Westfield

Elementary school principals give update

Franklin Avenue School
WESTFIELD – The principals of Abner Gibbs, Franklin Avenue and Highland elementary schools went before the Westfield School Committee last night at City Hall to lay out their plans to maintain academic progress.
Principals Chris Rodgers, Fran St.Pierre and James Keefe of Abner Gibbs, Franklin Ave. and Highland respectively, based their strategies on a district-wide template for “continuous improvement”.
“All of our kindergarten through fifth-grade teachers are implementing our strategies drawn from the Bay State Reading Institute (BSRI),” said Rodgers, who served as principal at North Middle School prior to Abner Gibbs. “If you go into any of our classrooms during the literacy block, you’re seeing whole group instruction and then breaking into outstanding learning centers that are differentiated by really high levels of student collaboration.”
Rodgers also said that BRSi representatives have praised the efforts of his staff for their work.
“They said they were so impressed because our fourth- and fifth-grade teachers are doing this for the very first time, and they’re farther along than some districts they work with, who are in year two or three,” he said. “We’re going to utilize any feedback they (BSRI) have to improve and make our instruction better for our kids.”
“When I went down to Abner, one of the first things out of my mouth was ‘where are all my computer labs?'” he said. “North had six or seven and Abner had one at the time, but we’re making the best of it.”
Rodgers stated that the school is utilizing data to assign technology to “areas of biggest need”, adding that he’d like to place devices in the hands of every student in the school, pushing staff development and student engagement.
“We’re having data meetings regularly at the elementary level, whether it is looking at math benchmarks, DIBELS (Dynamic Indicators of Basic Early Literacy Skills) scores, MCAS (Massachusetts Comprehensive Assessment Systems) data…” he said. “We’re doing what we can to provide the best possible instruction by what the numbers tell us.”
Rodgers said that several Westfield High football players have been in the school working with his students as part of the student engagement component of the initiative.
“They taught them the right way to compete, how to follow rules, how to cooperate on an athletic field,” he said. “These are students that are going to Westfield High or Westfield Voc-Tech, so our goal is to fast track them on what it is going to be like to be a student athlete, if they so choose.”

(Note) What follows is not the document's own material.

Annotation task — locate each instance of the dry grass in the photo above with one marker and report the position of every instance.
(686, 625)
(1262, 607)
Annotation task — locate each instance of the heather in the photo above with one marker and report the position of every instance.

St. Peter became principal earlier this year after serving as a speech and language pathologist at Franklin Avenue for the past decade and has wasted no time in helping to get the school moving forward.
“We have been a BSRI school and have been implementing Reading Street as well as Envisions Learning,” she said. “Our first initiatives are to continue to do that in a well defined and differentiated way.”
St. Peter added that the school has begun to add the Advantage Math Recovery program for kindergarten to second grade.
“I can’t say enough about our professional learning communities,” she said. “Our staff have really jumped on board with those and, in the past couple months, we’ve analyzed our MCAS data and looked up piece by piece the areas we think we can strengthen our scores so we can rise from level 3 to level 2.”
St. Peter said that the enthusiasm in the school has been “contagious.”
“I will sometimes direct and give ideas, but for the most part it is coming from the teachers themselves,” she said. “If you bring something you want to the table, you’re much more apt to adopt it and use it well.”
Like Rodgers, St. Peter’s staff meetings at the school have revolved around defined aspects, such as differentiated instruction.
“It’s really core to meeting the needs of all of our students across all grade levels,” she said. “We’re collectively joining as a group and we’ll be looking at a new trend called ‘growth mindset’, which is new research about how students view themselves as learners and how students who are more likely to take chances and make mistakes are often the better learners in the long run.”
St. Peter said the school is readying school and teacher climate surveys to learn more about their personnel and spoke of the school’s behavioral acknowledgement program, HEART, which stands for “Honor, Effort, Attitude, Responsibility and Teamwork.”
“We will continue to push that across different locations of the building. We’ve used that in our hallways and behaviors have gone down in those aspects,” she said. “Cafeteria behavior was what we’ve targeted recently. Somebody even walked in and said ‘wow, it’s quiet in here’, which is unusual for a cafeteria.”
Deeper connections with students’ families has also been a point of emphasis for St. Peter.
“Our last set of initiatives is to work very closely with the PTO and PVIS teams, opening our school for things like movie nights,” she said. “Really establishing a connection with parents is really what matters, to us and to our children so that when we have issues isn’t the only time that we’re calling them.”